Un phénomène baptisé « AI washing »

Imran Ariff, stratège média chez Fight or Flight, une agence de communication londonienne, met en garde contre une tendance à « boire son propre Kool-Aid ». « Il est facile pour les marques de se laisser emporter par leur fierté et d’aller trop loin dans leur promotion de capacités liées à l’IA », explique-t-il.

Ce phénomène, parfois qualifié de « AI washing » par analogie avec le « greenwashing », reflète l’engouement actuel pour l’IA générative. Les directions d’entreprises, y compris dans des secteurs peu technologiques, exigent que leurs équipes de communication les présentent comme des acteurs de l’IA, même lorsqu’elles n’utilisent que de l’automatisation classique.

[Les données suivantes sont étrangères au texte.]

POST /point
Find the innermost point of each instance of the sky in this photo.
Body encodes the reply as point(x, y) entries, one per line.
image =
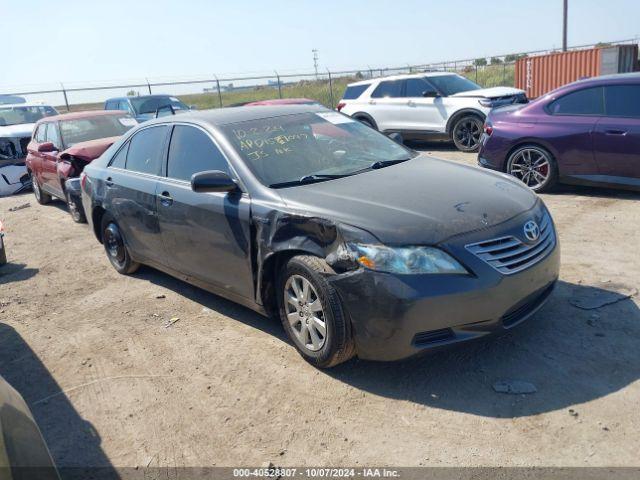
point(76, 41)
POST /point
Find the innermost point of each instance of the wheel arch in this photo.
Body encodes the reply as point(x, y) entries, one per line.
point(461, 113)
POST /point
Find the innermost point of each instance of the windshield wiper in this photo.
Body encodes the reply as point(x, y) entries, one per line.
point(316, 177)
point(386, 163)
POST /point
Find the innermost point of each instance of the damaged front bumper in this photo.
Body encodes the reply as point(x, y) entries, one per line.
point(396, 316)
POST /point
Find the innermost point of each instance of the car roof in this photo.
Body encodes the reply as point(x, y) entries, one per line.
point(79, 115)
point(402, 77)
point(225, 116)
point(158, 95)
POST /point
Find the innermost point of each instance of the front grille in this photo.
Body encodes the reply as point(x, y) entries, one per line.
point(434, 336)
point(510, 255)
point(516, 314)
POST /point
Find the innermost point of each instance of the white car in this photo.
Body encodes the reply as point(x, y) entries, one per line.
point(16, 126)
point(433, 104)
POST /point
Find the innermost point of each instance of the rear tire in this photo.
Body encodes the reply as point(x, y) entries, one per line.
point(115, 247)
point(41, 197)
point(543, 174)
point(466, 133)
point(312, 314)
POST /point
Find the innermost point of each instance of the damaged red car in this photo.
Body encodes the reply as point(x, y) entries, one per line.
point(62, 145)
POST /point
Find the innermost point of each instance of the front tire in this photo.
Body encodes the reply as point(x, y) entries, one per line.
point(41, 197)
point(534, 166)
point(311, 312)
point(116, 248)
point(467, 132)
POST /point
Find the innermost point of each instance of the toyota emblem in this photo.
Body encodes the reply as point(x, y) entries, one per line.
point(531, 231)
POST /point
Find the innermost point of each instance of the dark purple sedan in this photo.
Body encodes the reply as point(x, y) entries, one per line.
point(587, 133)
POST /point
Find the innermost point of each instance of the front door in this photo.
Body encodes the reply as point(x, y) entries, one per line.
point(131, 192)
point(616, 139)
point(206, 235)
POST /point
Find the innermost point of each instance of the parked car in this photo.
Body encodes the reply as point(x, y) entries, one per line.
point(359, 244)
point(145, 107)
point(16, 126)
point(63, 145)
point(3, 252)
point(587, 132)
point(24, 453)
point(433, 105)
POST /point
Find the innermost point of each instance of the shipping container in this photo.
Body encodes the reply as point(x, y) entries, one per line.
point(541, 74)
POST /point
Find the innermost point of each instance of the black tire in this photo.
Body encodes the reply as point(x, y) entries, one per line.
point(536, 150)
point(338, 345)
point(41, 197)
point(466, 133)
point(115, 246)
point(74, 205)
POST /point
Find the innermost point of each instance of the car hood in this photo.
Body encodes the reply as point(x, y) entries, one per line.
point(493, 92)
point(89, 150)
point(16, 131)
point(423, 201)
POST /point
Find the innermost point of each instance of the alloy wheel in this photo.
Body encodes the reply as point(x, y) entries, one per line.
point(531, 166)
point(468, 132)
point(304, 313)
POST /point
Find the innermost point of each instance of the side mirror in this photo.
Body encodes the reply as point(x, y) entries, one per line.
point(46, 147)
point(396, 137)
point(212, 181)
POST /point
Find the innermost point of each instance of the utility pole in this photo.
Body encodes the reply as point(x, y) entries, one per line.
point(564, 24)
point(315, 61)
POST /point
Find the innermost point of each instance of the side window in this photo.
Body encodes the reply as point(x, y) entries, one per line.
point(582, 102)
point(353, 92)
point(145, 150)
point(388, 89)
point(192, 151)
point(415, 87)
point(40, 133)
point(622, 101)
point(120, 160)
point(53, 135)
point(124, 105)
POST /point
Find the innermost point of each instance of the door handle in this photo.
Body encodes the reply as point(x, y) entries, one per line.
point(165, 199)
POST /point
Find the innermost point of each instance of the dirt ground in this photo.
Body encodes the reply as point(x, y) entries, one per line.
point(112, 385)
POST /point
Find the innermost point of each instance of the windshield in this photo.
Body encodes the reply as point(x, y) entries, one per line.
point(452, 84)
point(92, 128)
point(151, 104)
point(327, 144)
point(21, 115)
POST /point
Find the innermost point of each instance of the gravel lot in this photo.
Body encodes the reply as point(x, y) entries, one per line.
point(111, 384)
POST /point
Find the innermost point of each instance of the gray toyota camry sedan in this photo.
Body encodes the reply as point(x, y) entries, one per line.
point(360, 245)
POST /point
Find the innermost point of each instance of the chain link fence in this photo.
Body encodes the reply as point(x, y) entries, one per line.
point(325, 87)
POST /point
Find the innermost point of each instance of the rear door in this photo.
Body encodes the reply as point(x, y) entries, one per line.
point(422, 113)
point(131, 192)
point(206, 235)
point(616, 139)
point(570, 127)
point(387, 106)
point(50, 180)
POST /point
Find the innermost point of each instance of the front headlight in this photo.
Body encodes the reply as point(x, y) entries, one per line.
point(405, 260)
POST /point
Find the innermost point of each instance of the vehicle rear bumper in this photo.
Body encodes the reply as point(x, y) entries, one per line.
point(398, 316)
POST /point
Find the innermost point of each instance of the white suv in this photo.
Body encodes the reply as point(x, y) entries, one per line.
point(433, 104)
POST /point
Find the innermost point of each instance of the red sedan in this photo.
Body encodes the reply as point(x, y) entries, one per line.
point(63, 145)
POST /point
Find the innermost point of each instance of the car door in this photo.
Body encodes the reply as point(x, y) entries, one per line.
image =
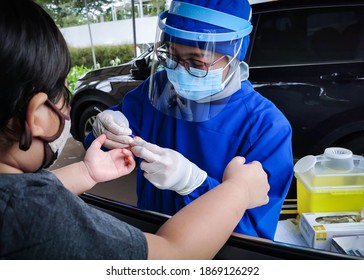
point(309, 62)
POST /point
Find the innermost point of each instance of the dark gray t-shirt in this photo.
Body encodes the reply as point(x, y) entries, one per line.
point(41, 219)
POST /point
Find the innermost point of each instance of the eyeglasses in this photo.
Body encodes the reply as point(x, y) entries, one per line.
point(171, 61)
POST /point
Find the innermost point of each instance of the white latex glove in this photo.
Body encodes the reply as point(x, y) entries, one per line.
point(167, 169)
point(116, 128)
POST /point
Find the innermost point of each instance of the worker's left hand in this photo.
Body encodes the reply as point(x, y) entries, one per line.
point(167, 169)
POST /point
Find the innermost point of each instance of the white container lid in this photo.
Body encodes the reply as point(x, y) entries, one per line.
point(335, 162)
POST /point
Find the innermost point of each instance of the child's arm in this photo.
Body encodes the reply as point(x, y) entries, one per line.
point(201, 228)
point(97, 166)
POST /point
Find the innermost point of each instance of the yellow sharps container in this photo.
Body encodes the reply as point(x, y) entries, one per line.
point(331, 182)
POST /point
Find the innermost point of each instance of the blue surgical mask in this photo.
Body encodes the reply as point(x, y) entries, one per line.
point(194, 88)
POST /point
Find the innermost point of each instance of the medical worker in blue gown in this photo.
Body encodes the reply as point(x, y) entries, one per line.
point(197, 111)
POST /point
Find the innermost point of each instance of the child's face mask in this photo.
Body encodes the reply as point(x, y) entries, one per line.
point(53, 145)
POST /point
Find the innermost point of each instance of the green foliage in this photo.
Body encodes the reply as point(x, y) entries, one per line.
point(82, 61)
point(105, 55)
point(76, 73)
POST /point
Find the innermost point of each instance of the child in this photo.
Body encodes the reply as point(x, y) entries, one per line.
point(41, 216)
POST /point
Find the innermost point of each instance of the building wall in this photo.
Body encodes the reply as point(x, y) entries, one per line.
point(112, 33)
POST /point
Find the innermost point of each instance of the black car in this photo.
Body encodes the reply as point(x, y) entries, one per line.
point(305, 56)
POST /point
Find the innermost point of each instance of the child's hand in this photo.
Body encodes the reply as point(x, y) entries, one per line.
point(104, 166)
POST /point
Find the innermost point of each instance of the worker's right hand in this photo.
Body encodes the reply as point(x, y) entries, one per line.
point(116, 128)
point(251, 178)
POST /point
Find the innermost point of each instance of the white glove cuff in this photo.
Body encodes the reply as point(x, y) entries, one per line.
point(196, 177)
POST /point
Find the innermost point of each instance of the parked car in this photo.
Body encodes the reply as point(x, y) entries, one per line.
point(307, 57)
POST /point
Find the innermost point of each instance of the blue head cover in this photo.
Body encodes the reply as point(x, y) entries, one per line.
point(228, 17)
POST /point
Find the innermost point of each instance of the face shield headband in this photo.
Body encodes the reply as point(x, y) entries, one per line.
point(239, 27)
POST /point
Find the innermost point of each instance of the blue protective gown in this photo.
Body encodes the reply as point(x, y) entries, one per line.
point(249, 125)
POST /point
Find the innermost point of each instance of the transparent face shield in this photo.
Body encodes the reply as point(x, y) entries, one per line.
point(189, 68)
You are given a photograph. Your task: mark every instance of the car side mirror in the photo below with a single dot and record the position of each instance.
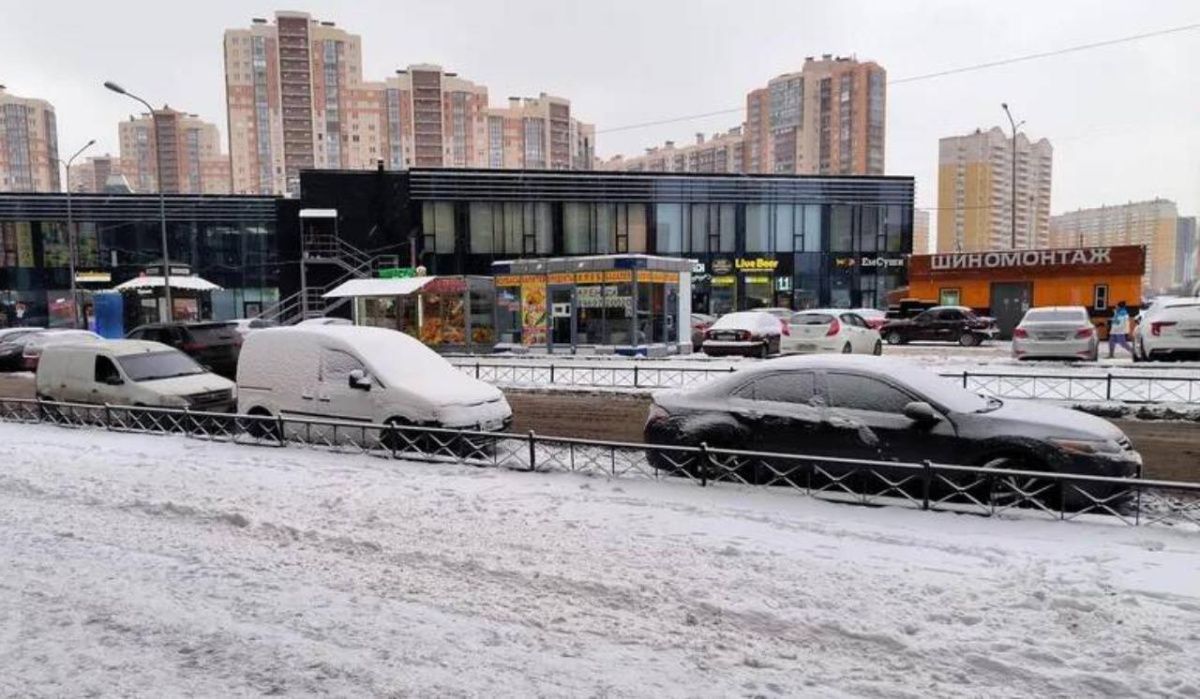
(359, 380)
(922, 413)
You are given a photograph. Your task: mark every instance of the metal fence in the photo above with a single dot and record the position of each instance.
(928, 485)
(1073, 387)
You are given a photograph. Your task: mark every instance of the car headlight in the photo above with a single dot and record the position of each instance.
(1073, 446)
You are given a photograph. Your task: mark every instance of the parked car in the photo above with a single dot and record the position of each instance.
(245, 326)
(875, 318)
(34, 345)
(868, 407)
(131, 372)
(831, 330)
(941, 324)
(1169, 330)
(213, 344)
(12, 346)
(1059, 332)
(700, 322)
(744, 333)
(369, 375)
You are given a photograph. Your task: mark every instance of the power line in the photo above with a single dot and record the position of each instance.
(939, 73)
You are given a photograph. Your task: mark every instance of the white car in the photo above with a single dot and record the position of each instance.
(832, 330)
(745, 333)
(1169, 330)
(1057, 332)
(135, 372)
(365, 375)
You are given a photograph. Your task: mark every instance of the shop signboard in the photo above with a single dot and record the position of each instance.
(756, 264)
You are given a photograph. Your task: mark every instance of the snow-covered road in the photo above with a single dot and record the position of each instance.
(162, 566)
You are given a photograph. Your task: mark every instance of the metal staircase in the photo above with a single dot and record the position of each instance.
(310, 302)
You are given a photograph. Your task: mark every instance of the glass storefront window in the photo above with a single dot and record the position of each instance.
(841, 228)
(437, 223)
(757, 228)
(669, 221)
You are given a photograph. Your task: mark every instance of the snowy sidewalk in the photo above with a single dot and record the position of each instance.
(162, 566)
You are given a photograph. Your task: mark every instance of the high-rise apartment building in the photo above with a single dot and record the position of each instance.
(295, 100)
(29, 144)
(187, 148)
(1186, 252)
(723, 153)
(975, 192)
(826, 119)
(921, 232)
(1152, 223)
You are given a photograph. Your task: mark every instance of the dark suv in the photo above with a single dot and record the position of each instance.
(215, 345)
(941, 324)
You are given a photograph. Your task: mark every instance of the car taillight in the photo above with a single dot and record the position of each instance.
(657, 414)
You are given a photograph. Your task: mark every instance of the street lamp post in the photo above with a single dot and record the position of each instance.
(162, 198)
(71, 236)
(1015, 125)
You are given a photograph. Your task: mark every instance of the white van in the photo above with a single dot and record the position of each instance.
(131, 372)
(370, 375)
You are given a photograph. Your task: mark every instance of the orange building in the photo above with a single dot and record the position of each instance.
(1005, 284)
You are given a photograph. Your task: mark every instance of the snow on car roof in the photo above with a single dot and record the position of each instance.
(393, 357)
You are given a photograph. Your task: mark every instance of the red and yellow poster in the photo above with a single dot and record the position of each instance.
(533, 311)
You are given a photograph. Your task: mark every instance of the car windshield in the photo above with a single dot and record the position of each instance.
(1054, 316)
(945, 393)
(811, 320)
(154, 365)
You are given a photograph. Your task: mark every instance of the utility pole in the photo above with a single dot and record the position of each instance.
(1015, 125)
(162, 199)
(71, 237)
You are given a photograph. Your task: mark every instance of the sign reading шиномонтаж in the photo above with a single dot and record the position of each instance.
(1021, 258)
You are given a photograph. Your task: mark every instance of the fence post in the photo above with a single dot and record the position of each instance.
(927, 483)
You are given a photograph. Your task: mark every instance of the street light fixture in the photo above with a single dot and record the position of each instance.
(71, 234)
(1015, 125)
(169, 315)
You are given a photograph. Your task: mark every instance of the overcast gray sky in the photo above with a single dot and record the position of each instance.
(1125, 120)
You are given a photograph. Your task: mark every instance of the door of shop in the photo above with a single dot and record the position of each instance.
(562, 311)
(1009, 300)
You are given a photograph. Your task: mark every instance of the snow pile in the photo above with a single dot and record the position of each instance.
(162, 566)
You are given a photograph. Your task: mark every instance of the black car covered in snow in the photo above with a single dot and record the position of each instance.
(941, 324)
(883, 410)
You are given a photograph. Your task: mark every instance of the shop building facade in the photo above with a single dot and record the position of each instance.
(756, 240)
(227, 240)
(1005, 284)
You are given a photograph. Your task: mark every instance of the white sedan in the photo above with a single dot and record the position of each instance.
(832, 330)
(1169, 330)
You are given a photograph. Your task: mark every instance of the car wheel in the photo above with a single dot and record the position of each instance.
(263, 426)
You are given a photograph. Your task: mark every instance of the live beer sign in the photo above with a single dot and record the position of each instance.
(1021, 263)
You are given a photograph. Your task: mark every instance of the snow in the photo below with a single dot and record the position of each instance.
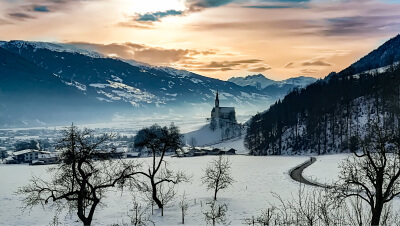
(57, 47)
(195, 80)
(256, 178)
(78, 85)
(326, 169)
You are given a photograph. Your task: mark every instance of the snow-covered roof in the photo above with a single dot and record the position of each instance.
(28, 151)
(226, 109)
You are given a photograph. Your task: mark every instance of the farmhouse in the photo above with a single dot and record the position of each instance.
(28, 155)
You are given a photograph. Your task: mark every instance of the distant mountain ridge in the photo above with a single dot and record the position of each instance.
(261, 82)
(276, 89)
(330, 115)
(104, 86)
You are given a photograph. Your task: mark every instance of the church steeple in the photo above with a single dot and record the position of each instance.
(216, 100)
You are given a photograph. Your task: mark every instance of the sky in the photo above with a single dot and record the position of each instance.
(215, 38)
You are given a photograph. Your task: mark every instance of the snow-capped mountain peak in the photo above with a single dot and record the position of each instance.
(56, 47)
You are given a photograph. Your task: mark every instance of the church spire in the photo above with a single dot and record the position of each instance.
(216, 100)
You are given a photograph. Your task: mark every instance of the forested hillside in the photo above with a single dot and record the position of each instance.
(330, 115)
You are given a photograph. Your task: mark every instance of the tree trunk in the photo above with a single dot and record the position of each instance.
(376, 215)
(154, 195)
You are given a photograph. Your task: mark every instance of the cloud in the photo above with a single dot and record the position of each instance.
(20, 16)
(30, 9)
(361, 25)
(198, 5)
(156, 16)
(253, 65)
(41, 9)
(308, 71)
(289, 65)
(316, 63)
(271, 6)
(260, 69)
(144, 53)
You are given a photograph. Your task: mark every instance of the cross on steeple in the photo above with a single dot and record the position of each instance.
(216, 100)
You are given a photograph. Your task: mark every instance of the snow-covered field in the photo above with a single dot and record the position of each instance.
(256, 178)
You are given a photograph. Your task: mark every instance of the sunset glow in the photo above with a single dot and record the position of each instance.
(220, 39)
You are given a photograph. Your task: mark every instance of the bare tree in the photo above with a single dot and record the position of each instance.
(218, 175)
(158, 141)
(373, 175)
(216, 214)
(183, 204)
(81, 181)
(3, 154)
(140, 216)
(267, 217)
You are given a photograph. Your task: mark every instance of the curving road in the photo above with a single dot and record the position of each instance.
(297, 173)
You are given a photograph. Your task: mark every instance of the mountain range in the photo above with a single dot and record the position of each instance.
(261, 82)
(44, 83)
(333, 114)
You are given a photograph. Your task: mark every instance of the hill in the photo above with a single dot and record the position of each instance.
(79, 85)
(330, 115)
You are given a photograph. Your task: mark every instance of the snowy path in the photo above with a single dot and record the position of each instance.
(297, 173)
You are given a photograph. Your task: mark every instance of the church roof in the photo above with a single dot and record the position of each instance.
(226, 109)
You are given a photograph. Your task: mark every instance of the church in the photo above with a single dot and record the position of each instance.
(223, 113)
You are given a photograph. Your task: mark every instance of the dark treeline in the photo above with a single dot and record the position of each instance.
(327, 116)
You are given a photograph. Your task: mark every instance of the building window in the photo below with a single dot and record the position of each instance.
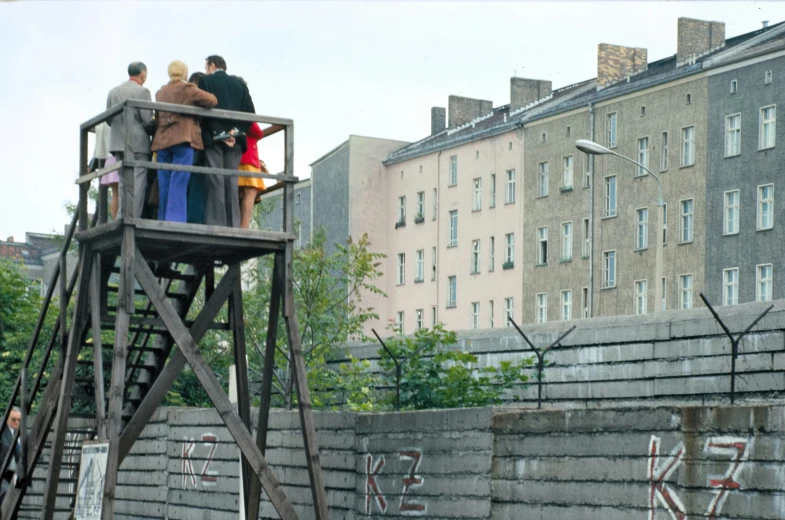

Des contorsions « dignes du yoga »

« On assiste à des contorsions dignes du yoga de la part de sociétés qui veulent absolument coller à la tendance IA », ajoute un autre communicant basé dans le sud de Londres. Les exemples vont de simples chatbots présentés comme des « assistants intelligents » à des processus logistiques standards rebaptisés « optimisation par IA ».

Un exemple récent est celui de l’américain Allbirds, fabricant de chaussures, qui a annoncé un virage vers l’acquisition d’unités de traitement graphique (GPU) destinées à l’IA, illustrant jusqu’où certaines firmes sont prêtes à aller pour s’inscrire dans la mouvance.

Le risque de discrédit

Les professionnels des relations publiques soulignent le risque de discrédit à long terme. « Les journalistes ne sont pas dupes », avertit l’un d’eux. Forcer une narration IA sans fondement solide peut nuire à la crédibilité d’une entreprise et provoquer un effet de rejet lorsque la supercherie est découverte.

« Vous pouvez presque entendre les yeux rouler dans la salle de rédaction quand vous envoyez un pitch étiqueté IA », ironise un publiciste. « Les marques feraient mieux de présenter des innovations réelles, même modestes, plutôt que de se livrer à des acrobaties pour paraître plus technologiques qu’elles ne le sont. »

Alors que l’IA reste un domaine porteur, les experts en communication appellent à la prudence. Mieux vaut, selon eux, construire une réputation solide sur des faits vérifiables que de céder à la tentation du « AI washing », dont les effets pourraient se retourner contre les entreprises à mesure que le regard des médias et du public se fait plus exigeant.